Sittler, Göckeritz, Miguel Alexandre & das schwedische Naturereignis Ida Engvoll

Foto: ZDF / Stefan Erhard
Foto Tilmann P. Gangloff

Bei aller Sorgfalt von Buch und Regie wäre das ZDF-Krimidrama „Wilde Nächte“ beinahe ein Reihenfilm wie viele andere auch, wäre da nicht Ida Engvoll: Die schwedische Schauspielerin mit den auffälligen eisblauen Augen macht den Unterschied. Da der Film im Gegensatz zu früheren Beiträgen zu „Der Kommissar und das Meer“ außerdem sorgfältig synchronisiert ist & einen wunderbar tiefgründigen Erzählfluss hat, lassen Engvoll und ihr Landsmann Magnus Krepper fast vergessen, dass in der Reihe keine deutschen Gaststars mehr mitwirken.

Seit zwanzig Jahren tun sich Regisseur Miguel Alexandre und Autor Harald Göckeritz in regelmäßigen Abständen zusammen, um große Filme zu machen. „Nana“ war 1995 für beide einer der ersten großen Erfolge, „Grüße aus Kaschmir“ bescherte ihnen 2005 einen Grimme-Preis, und 2011 haben sie mit dem Udo-Jürgens-Film „Der Mann mit dem Fagott“ für einen bemerkenswerten Zweiteiler gesorgt. Ein Reihenkrimi stellt natürlich eine ganz andere Herausforderung dar, schließlich ist hier weniger der persönliche Stempel gefragt, zumal die Beiträge zu „Der Kommissar und das Meer“ ohnehin in der Regel sehenswert sind. Der Grund, warum „Wilde Nächte“ dennoch herausragt, hat einen Namen: Die Schwedin Ida Engvoll („Arne Dahl“ / „The Team“) ist ein Ereignis. Sie spielt gemeinsam mit ihrem nicht minder sehenswerten Landsmann Magnus Krepper die Episodenhauptrolle des Films. Die Leistung der beiden Schweden lassen gemeinsam mit der guten Synchronisation vergessen, dass „Der Kommissar und das Meer“ zumindest vor der Kamera mittlerweile eine überwiegend skandinavische Sache ist, denn außer Titeldarsteller Walter Sittler und Andy Gätjen als Mitarbeiter des Kommissars wirken keinerlei deutsche Schauspieler mehr mit.

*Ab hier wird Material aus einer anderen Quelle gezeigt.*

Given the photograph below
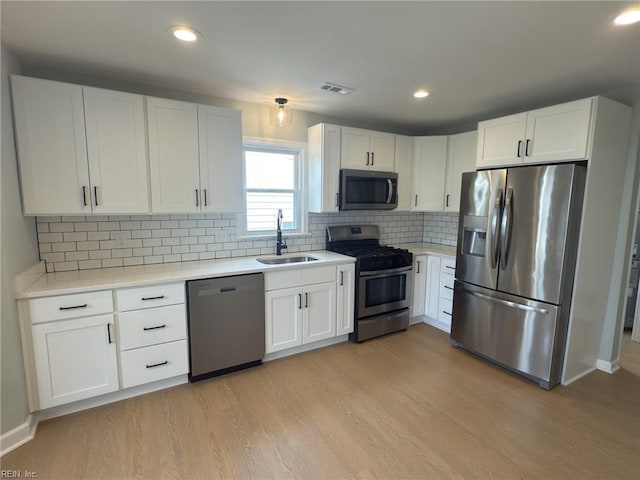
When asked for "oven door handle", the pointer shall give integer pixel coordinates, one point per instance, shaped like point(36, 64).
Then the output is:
point(384, 273)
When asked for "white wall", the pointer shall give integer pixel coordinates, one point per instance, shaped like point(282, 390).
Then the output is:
point(612, 330)
point(18, 250)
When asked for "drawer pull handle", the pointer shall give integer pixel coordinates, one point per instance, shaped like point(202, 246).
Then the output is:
point(158, 364)
point(153, 328)
point(84, 305)
point(160, 297)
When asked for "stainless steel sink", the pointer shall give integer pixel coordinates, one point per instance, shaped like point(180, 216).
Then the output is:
point(282, 260)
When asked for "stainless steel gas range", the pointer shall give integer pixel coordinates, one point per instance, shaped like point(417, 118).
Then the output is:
point(383, 280)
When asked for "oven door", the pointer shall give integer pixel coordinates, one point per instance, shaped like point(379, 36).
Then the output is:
point(383, 291)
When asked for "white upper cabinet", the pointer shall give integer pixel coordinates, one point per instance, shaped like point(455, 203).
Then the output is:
point(324, 167)
point(51, 144)
point(195, 156)
point(551, 134)
point(367, 150)
point(404, 168)
point(117, 148)
point(429, 170)
point(173, 156)
point(557, 133)
point(220, 133)
point(81, 150)
point(461, 157)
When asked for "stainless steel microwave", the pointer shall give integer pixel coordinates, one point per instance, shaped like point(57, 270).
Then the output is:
point(368, 190)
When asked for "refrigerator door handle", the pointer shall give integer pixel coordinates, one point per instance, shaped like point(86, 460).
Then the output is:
point(507, 303)
point(493, 231)
point(505, 228)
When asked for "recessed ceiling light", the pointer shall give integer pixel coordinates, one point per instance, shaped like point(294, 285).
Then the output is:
point(184, 33)
point(628, 17)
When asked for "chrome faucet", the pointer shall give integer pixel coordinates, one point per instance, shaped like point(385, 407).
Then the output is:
point(280, 245)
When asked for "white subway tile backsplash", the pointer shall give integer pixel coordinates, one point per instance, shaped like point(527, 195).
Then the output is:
point(85, 243)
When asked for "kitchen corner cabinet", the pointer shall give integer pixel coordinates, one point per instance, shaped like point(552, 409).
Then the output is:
point(345, 299)
point(404, 168)
point(367, 150)
point(80, 150)
point(557, 133)
point(324, 142)
point(419, 285)
point(429, 172)
point(461, 157)
point(189, 146)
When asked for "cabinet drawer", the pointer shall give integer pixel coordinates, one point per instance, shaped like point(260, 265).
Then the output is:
point(70, 306)
point(297, 277)
point(446, 287)
point(444, 311)
point(153, 296)
point(448, 266)
point(148, 364)
point(150, 326)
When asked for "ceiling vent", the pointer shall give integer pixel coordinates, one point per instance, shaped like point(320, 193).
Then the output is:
point(332, 87)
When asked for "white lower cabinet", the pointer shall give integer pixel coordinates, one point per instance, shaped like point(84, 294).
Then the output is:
point(439, 291)
point(346, 299)
point(308, 305)
point(74, 359)
point(419, 285)
point(152, 333)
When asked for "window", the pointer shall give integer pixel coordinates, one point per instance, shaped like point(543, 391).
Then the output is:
point(273, 175)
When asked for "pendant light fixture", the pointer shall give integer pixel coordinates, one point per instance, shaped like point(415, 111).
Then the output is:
point(281, 116)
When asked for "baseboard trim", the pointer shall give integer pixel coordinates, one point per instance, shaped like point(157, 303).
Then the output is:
point(305, 348)
point(608, 367)
point(578, 377)
point(20, 435)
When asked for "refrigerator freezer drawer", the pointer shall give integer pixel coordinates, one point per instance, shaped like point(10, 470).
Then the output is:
point(518, 333)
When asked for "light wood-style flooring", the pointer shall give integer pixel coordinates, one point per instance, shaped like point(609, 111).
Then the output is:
point(404, 406)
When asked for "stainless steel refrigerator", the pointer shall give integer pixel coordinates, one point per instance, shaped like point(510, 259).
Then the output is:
point(517, 244)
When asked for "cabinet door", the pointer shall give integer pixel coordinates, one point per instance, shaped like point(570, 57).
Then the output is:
point(433, 286)
point(460, 158)
point(383, 148)
point(501, 141)
point(51, 144)
point(345, 299)
point(117, 151)
point(355, 148)
point(429, 168)
point(560, 132)
point(404, 168)
point(419, 285)
point(220, 133)
point(319, 317)
point(75, 359)
point(173, 156)
point(283, 319)
point(324, 167)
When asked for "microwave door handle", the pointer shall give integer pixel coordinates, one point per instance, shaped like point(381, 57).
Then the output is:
point(390, 189)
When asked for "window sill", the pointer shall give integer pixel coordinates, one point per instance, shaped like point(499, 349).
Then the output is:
point(272, 236)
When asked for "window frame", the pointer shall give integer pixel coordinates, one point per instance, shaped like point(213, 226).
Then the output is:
point(300, 181)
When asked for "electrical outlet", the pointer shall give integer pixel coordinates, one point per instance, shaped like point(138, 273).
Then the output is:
point(120, 238)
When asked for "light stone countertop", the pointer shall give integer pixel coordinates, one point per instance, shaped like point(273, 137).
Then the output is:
point(34, 283)
point(428, 249)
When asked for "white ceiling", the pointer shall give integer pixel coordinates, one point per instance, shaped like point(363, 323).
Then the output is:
point(479, 59)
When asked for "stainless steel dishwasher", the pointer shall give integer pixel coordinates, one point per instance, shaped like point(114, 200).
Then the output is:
point(226, 324)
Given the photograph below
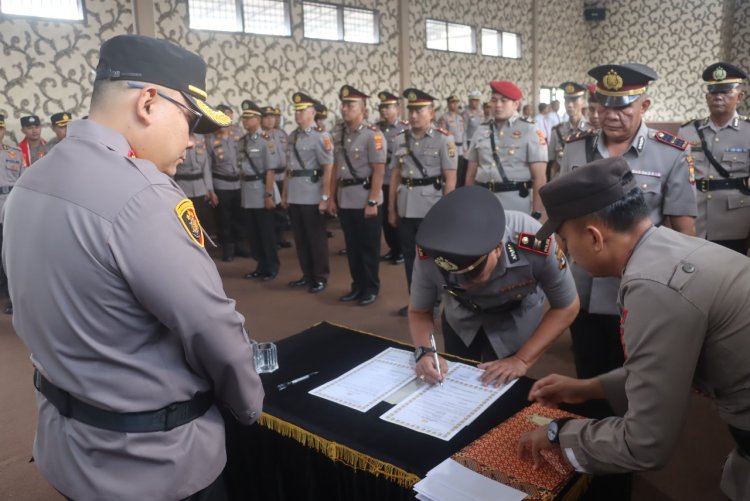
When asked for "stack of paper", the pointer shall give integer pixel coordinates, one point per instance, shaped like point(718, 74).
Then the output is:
point(450, 481)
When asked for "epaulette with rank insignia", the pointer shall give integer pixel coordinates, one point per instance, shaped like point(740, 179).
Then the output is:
point(667, 138)
point(529, 242)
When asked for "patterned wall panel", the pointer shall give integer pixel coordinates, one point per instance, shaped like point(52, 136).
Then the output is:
point(47, 66)
point(270, 69)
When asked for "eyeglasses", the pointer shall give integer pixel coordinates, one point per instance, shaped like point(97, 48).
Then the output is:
point(196, 116)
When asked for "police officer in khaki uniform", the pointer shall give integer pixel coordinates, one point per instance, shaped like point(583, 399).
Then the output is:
point(130, 331)
point(575, 100)
point(307, 192)
point(391, 125)
point(11, 167)
point(493, 275)
point(661, 165)
point(259, 193)
point(59, 123)
point(508, 154)
point(720, 147)
point(360, 154)
point(423, 170)
point(684, 305)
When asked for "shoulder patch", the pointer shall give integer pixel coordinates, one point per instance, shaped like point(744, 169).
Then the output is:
point(667, 138)
point(189, 220)
point(529, 242)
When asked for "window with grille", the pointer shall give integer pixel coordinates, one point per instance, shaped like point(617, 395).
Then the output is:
point(70, 10)
point(450, 37)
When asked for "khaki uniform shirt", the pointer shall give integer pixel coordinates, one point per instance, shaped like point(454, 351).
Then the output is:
point(196, 164)
point(128, 314)
point(315, 148)
point(521, 276)
point(255, 147)
point(365, 145)
point(519, 142)
point(684, 323)
point(436, 151)
point(722, 214)
point(663, 173)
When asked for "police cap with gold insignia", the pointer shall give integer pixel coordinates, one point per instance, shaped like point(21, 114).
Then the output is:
point(462, 228)
point(621, 84)
point(584, 191)
point(722, 77)
point(250, 109)
point(302, 101)
point(60, 119)
point(416, 98)
point(349, 93)
point(572, 90)
point(143, 59)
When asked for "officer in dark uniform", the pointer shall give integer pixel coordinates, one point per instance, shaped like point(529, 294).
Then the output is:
point(360, 154)
point(720, 148)
point(391, 125)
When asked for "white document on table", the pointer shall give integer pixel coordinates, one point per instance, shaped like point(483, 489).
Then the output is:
point(451, 481)
point(370, 382)
point(442, 411)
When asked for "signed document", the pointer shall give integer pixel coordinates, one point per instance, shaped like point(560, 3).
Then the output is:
point(443, 411)
point(370, 382)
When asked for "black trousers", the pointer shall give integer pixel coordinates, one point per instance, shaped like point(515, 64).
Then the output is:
point(310, 241)
point(230, 222)
point(362, 237)
point(389, 232)
point(407, 235)
point(262, 238)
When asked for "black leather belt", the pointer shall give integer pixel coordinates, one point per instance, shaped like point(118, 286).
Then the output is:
point(188, 177)
point(169, 417)
point(522, 187)
point(229, 179)
point(736, 183)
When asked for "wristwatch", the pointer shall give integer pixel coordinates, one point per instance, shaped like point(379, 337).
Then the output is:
point(421, 351)
point(553, 429)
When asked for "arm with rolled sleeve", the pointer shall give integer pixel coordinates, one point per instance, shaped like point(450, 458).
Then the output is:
point(177, 282)
point(663, 337)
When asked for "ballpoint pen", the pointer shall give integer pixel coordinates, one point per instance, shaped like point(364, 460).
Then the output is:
point(437, 360)
point(284, 386)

Der Kommissar und das Meer – Wilde NächteFoto: ZDF / Stefan Erhard
Heiße Nächte? Der verheiratete Mikael (Magnus Krepper) und seine Geliebte Elsa (Ida Engvoll)

Engvall, obschon knapp dreißig, spielt sehr überzeugend eine junge Frau, die zumindest ihrem Verhalten nach eher wie ein Teenager wirkt. Allerdings hat Elsa Norén nach dem Fund ihres ermordeten Vaters auch allen Grund dazu, aus der Bahn geraten zu sein; Robert Anders (Sittler) kann sie gerade noch davon abhalten, sich an einer Klippe in die Tiefe zu stürzen. Die Leiche ist übersät mit Schuhabdrücken, doch die Todesursache war etwas anderes: Jemand hat ihm mit Gewalt eine volle Wodkaflasche in den Rachen gedrückt; der Mann ist ertrunken. Anders’ Nachforschungen führen den deutschen Ermittler auf Gotland mitten hinein in ein Familiendrama. Elsa und ihre Mutter haben den Vater schon vor Jahren verlassen; seit einiger Zeit ist die junge Frau auf den doppelt so alten Mikael Berglund (Magnus Krepper) fixiert. Der Mann hat ihr versprochen, gemeinsam mit ihr nach Amerika auszuwandern, hat jedoch Familie; außerdem ist er Makler und womöglich nur auf den Bauernhof des alten Norén scharf, den Elsa nun erben wird. Dass Berglund überdies sexsüchtig ist, tut zwar im Grunde nichts zur Sache, beschert der ansonsten eher zugeknöpften Reihe allerdings einige erotische Momente. Auch der brave Anders verlässt ausnahmsweise den Pfad der Tugend, verschafft sich unerlaubten Zutritt zum Liebesnest des Liebespaares und wird sogar mal gewalttätig.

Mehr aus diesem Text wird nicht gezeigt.